Nella cornice della Festa Rossa di Perignano, giunta quest’anno alla tredicesima edizione, il 14 agosto lo Spazio Sandro Pertini ha ospitato il concerto di Cristiano Godano con i Guano Padano

Il festival, che dal 12 al 17 agosto 2025 anima il paese in provincia di Pisa con concerti, dibattiti, mercatini e gastronomia a km 0, ha proposto al pubblico un appuntamento di particolare interesse.
Cristiano Godano: la necessità di guardarsi dentro
Sul palco, Godano ha proposto dal vivo alcuni brani del primo album solista Mi ero perso il cuore, diverse cover e alcuni pezzi storici dei Marlene Kuntz.


Ha inoltre presentato Stammi accanto, il suo secondo album uscito il 4 aprile, che testimonia la scelta di abbracciare un percorso interiore di calma e introspezione, lontano dalle dinamiche collettive di una band.

Accompagnato da Alessandro “Asso” Stefana, Danilo Gallo e Zeno De Rossi, ha proposto una serata sospesa tra poesia e rock d’autore.
Il concerto verso le 23 Godano inizia a suonare e l’ora tarda rende l’atmosfera più raccolta. La scaletta intreccia passato e presente, passando dalla dolcezza di Stammi accanto e Lode all’istante alla forza di Eppure so e Dentro la ferita. Non mancano le sorprese come Lazarus di David Bowie e Ti parlerò dei Marlene Kuntz.

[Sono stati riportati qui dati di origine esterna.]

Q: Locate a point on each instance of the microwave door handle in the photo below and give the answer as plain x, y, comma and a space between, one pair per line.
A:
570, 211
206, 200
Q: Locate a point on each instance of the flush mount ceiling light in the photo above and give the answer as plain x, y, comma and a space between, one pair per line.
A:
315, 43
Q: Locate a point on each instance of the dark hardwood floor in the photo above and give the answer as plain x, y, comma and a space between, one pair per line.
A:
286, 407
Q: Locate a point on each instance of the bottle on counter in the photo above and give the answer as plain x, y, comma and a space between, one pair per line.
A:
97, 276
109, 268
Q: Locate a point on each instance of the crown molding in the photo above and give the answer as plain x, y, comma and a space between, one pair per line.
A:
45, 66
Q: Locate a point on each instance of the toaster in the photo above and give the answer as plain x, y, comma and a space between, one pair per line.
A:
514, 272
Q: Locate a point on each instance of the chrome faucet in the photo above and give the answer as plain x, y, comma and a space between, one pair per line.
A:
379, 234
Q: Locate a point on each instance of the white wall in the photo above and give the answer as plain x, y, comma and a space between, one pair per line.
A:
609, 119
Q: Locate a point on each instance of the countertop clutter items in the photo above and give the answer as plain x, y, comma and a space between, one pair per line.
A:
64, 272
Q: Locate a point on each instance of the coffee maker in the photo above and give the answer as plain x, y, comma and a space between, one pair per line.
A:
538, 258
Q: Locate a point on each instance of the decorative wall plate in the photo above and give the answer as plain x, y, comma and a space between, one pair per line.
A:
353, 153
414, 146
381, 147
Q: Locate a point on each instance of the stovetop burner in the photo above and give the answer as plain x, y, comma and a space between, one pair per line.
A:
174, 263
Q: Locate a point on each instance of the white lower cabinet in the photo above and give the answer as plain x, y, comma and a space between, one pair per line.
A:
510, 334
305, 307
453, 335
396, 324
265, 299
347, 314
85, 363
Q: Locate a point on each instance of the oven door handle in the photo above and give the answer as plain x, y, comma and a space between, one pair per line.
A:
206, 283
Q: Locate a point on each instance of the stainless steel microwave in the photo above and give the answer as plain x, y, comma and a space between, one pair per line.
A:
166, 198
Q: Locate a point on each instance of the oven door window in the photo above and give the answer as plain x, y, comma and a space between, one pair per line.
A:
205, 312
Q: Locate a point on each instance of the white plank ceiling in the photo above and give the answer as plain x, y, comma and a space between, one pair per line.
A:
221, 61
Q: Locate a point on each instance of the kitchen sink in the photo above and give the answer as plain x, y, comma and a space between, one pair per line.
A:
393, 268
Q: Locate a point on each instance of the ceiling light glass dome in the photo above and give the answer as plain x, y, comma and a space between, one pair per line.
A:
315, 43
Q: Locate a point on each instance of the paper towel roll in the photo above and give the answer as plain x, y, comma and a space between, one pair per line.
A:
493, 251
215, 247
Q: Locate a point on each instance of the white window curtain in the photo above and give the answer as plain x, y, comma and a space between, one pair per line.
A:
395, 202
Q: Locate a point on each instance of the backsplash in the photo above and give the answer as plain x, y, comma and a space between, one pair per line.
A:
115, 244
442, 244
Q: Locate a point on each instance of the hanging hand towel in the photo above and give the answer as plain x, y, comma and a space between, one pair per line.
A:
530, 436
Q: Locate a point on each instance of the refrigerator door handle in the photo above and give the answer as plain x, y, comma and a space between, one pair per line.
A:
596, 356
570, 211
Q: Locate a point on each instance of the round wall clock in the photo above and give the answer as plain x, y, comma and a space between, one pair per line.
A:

Nel corso della serata viene proposta anche Karma Police dei Radiohead, fino al finale con Lieve e Ho bisogno di te, brani del repertorio Marlene. Fragilità come forza.

Questo concerto ha mostrato come un artista possa lasciare da parte la propria veste abituale, togliere le distorsioni e abbracciare un sound più intimo e riflessivo. Un evento che ha messo in evidenza l’importanza di un percorso interiore che parta dal riconoscersi fragili, utilizzando la musica come modalità espressiva. Ci sono dischi che ti danno pace quando li ascolti, come se sciogliessero parte dei nodi che hai dentro. A volte accade, e il concerto di Cristiano Godano ne è un esempio, che la musica dal vivo ti faccia rivivere quello stesso percorso di scoperta interiore. Quando succede, resta l’apprezzamento per chi quella esperienza la rende possibile!